Stream: large-data

Topic: Filesystem -> S3 migration documentation still valid?


view this post on Zulip mjlassila (Sep 04 2025 at 09:23):

I noticed that to get filesystem to S3 migration work, file:// prefix in dvobject.storageidentifier needs to be replaced to configured storage ID instead of s3://as currently instructed in https://guides.dataverse.org/en/latest/developers/deployment.html . So, the protocol part in dvobject.storageidentifierwill look like <storage_id>://

We are using CEPH S3 instead of Amazon S3, so perhaps this is related to that (?). Dataverse version is 6.7.1.

view this post on Zulip Philip Durbin πŸš€ (Sep 04 2025 at 11:07):

Hmm. It looks like @Don Sizemore added those docs in #6789. Any comment, Don?

view this post on Zulip Don Sizemore (Sep 04 2025 at 11:23):

the prefix you're seeing isn't the protocol but the identifier of the datastore in use. you're essentially copying the files outside of Dataverse, then updating the location pointer within the database.

view this post on Zulip mjlassila (Sep 04 2025 at 12:11):

Would it make sense to change the example SQL update queries so they don’t use s3:// as the datastore identifier, and use something like <datastore_identifier>:// instead?

view this post on Zulip Don Sizemore (Sep 04 2025 at 12:25):

absolutely. I think what you're seeing is that, in the early days, everybody called theirs s3 :smile:

view this post on Zulip Philip Durbin πŸš€ (Sep 04 2025 at 15:08):

@mjlassila great idea. If you'd like to make a pull request, I'm happy to help!

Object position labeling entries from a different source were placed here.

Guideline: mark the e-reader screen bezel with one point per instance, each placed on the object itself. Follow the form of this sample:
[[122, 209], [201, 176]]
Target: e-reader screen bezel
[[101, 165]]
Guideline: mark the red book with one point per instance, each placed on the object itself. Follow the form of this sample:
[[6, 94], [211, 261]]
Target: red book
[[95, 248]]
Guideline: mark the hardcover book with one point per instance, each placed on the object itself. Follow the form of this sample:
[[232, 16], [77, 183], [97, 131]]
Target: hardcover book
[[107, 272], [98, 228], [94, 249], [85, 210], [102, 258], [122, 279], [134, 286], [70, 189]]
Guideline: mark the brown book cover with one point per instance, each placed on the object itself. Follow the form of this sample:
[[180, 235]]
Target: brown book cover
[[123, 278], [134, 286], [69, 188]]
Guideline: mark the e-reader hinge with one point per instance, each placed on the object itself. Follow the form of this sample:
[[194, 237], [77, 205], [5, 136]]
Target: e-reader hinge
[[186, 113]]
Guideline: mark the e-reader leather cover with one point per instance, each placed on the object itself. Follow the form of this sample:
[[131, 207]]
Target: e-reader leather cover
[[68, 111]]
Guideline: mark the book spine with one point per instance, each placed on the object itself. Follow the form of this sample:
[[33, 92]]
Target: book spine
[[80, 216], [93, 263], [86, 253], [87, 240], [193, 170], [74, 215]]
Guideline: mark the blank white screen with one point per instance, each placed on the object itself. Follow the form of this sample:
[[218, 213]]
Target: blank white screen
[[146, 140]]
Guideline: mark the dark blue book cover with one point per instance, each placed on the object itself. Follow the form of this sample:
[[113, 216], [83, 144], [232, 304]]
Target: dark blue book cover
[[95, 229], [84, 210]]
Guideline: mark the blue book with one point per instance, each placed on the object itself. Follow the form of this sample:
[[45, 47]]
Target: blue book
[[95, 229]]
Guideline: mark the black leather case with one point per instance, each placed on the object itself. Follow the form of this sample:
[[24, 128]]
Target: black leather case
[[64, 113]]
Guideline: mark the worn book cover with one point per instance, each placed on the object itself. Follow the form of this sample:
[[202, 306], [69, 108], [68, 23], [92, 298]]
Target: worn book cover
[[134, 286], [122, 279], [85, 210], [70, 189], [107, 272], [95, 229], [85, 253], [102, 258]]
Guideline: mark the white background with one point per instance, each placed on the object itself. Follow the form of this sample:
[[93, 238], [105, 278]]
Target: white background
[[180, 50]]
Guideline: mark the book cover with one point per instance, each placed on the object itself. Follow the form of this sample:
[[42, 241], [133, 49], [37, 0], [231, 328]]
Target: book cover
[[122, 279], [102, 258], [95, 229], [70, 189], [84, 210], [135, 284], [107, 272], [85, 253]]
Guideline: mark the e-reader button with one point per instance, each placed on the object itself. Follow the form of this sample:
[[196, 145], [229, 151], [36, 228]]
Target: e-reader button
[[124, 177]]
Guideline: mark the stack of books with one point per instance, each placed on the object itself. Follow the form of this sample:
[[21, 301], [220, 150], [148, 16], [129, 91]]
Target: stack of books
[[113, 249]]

view this post on Zulip mjlassila (Sep 08 2025 at 10:42):

I made a pull request, I'm happy to tweak it more if it needs improvement: https://github.com/IQSS/dataverse/pull/11795

view this post on Zulip Philip Durbin πŸš€ (Sep 08 2025 at 11:47):

Looks great! Merged! Thanks, @mjlassila! :dataverse_man:


Last updated: Nov 01 2025 at 14:11 UTC